Meet Yu Xu, a 2022 Datanami Particular person to Watch


    Graph databases are one of many quickest rising applied sciences in huge information immediately, and one of many quickest rising graph database distributors is TigerGraph, which is headed by Yu Xu, one in all Datanami‘s Individuals to Look ahead to 2022.

    TigerGraph founder and CEO Yu Xu isn’t any stranger to the challenges of constructing distributed computational engines. After getting his PhD in distributed databases from UC San Diego, he headed up the street to Teradata, the place he led the MPP (massively parallel processing) database workforce. Then Xu headed off to Twitter, the place he helped constructed the social media firm’s distributed information infrastructure.

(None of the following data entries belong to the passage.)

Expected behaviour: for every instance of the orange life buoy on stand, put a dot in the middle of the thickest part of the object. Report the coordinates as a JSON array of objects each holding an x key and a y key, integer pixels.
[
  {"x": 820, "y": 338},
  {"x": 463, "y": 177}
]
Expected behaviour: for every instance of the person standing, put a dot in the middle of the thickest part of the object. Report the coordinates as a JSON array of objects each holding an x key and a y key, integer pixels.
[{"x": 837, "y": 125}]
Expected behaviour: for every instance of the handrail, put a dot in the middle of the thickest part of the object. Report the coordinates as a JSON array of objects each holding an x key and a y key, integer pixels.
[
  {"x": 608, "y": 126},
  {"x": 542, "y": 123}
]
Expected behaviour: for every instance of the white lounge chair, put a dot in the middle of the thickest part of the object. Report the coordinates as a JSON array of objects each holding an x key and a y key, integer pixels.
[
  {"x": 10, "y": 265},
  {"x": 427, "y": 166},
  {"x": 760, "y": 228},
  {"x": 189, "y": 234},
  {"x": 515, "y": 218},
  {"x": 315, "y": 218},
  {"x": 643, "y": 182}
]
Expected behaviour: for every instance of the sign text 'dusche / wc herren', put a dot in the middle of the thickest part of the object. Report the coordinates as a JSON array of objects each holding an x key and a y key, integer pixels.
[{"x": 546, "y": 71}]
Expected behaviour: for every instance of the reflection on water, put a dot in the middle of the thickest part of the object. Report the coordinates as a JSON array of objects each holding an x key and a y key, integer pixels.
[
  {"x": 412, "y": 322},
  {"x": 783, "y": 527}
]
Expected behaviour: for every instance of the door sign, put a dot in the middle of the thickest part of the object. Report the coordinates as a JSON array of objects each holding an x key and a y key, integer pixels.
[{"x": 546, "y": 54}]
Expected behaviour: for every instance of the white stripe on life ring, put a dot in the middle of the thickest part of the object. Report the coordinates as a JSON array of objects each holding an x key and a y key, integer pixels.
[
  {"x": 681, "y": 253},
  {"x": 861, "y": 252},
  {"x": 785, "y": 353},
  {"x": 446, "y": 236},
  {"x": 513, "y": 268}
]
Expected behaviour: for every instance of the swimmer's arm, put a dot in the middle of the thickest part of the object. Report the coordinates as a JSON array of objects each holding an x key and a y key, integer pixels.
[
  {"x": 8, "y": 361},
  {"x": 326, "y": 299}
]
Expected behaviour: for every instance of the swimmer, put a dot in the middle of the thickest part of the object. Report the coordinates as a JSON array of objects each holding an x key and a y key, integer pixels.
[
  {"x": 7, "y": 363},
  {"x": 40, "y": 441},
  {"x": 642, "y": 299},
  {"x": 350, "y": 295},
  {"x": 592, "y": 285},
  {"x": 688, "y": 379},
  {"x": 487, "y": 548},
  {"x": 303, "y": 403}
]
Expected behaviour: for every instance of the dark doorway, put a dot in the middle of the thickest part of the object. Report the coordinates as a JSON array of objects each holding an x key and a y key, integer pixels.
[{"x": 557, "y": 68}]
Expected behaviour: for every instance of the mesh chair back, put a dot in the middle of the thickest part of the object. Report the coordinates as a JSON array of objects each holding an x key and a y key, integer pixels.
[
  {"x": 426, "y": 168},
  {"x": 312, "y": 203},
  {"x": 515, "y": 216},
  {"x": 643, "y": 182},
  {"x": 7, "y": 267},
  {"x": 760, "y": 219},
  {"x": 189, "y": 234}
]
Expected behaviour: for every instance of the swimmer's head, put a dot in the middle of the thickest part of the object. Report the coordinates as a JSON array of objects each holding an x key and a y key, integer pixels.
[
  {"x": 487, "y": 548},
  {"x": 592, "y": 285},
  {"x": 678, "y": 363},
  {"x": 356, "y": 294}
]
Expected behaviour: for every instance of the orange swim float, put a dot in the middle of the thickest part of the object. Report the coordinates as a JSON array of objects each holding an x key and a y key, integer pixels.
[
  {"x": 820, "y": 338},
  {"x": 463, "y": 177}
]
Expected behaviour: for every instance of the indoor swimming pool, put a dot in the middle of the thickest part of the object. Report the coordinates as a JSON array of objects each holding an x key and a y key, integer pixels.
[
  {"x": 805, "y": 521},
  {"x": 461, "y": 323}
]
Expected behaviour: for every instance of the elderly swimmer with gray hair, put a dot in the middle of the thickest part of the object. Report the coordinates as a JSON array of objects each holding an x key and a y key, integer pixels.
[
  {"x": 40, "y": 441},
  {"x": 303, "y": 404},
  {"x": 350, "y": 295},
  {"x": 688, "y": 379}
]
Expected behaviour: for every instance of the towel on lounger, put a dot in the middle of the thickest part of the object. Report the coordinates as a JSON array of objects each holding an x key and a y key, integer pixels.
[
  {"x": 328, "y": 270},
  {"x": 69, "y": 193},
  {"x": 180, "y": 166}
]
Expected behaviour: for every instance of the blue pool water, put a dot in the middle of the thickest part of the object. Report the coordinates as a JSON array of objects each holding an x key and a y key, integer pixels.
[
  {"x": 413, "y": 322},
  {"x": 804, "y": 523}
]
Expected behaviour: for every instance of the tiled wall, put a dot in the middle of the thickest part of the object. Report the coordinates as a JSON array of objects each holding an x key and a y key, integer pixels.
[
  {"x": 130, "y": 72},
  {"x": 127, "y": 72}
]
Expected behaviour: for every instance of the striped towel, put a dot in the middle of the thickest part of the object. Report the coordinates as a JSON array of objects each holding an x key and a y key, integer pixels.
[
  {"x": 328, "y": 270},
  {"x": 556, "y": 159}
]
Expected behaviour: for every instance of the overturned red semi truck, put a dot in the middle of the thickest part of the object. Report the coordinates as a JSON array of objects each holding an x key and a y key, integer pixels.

    In 2017, Xu based TigerGraph, which has grown into one of many main suppliers of graph databases. Earlier this 12 months, Xu discovered time to reply a number of questions from Datanami about his firm and being named a Particular person to Look ahead to 2022:

    Datanami: Scale and efficiency have been TigerGraph’s calling playing cards because the firm burst upon the graph database scene a number of years in the past. Are these traits nonetheless resonating with prospects immediately?

    Xu: Sure. Enterprises proceed to build up extra information and need to achieve deeper perception from their information. Scale and efficiency for superior analytics are nonetheless critically vital for enterprises to make well timed and higher knowledgeable enterprise choices.

    Graph databases have been round for years. What’s stopping organizations from utilizing them extra extensively?

    Graph momentum is little doubt accelerating. Gartner predicts that 80% of enterprises will use graph databases in 2025, a 7X progress. Up to now, earlier generations of graph databases didn’t scale to huge datasets or carry out for superior analytics.

    It is a huge cause why firms aren’t utilizing graphs extensively. For instance, many TigerGraph prospects – reminiscent of UnitedHealth Group and a number of the largest banks – weren’t new to graph. They’d been utilizing graph options for fairly some time earlier than TigerGraph. The distinction? TigerGraph enabled them to ingest their greatest datasets to get the utmost question efficiency wanted (that was in any other case unattainable with earlier generations of graph databases).

    Since TigerGraph launched out of stealth about three years in the past, we now have been serving to such prospects to show their PoCs/ demos to manufacturing, and enabling them to leverage the complete advantages of graph for extra use instances, throughout bigger groups. These prospects have gained monumental enterprise worth.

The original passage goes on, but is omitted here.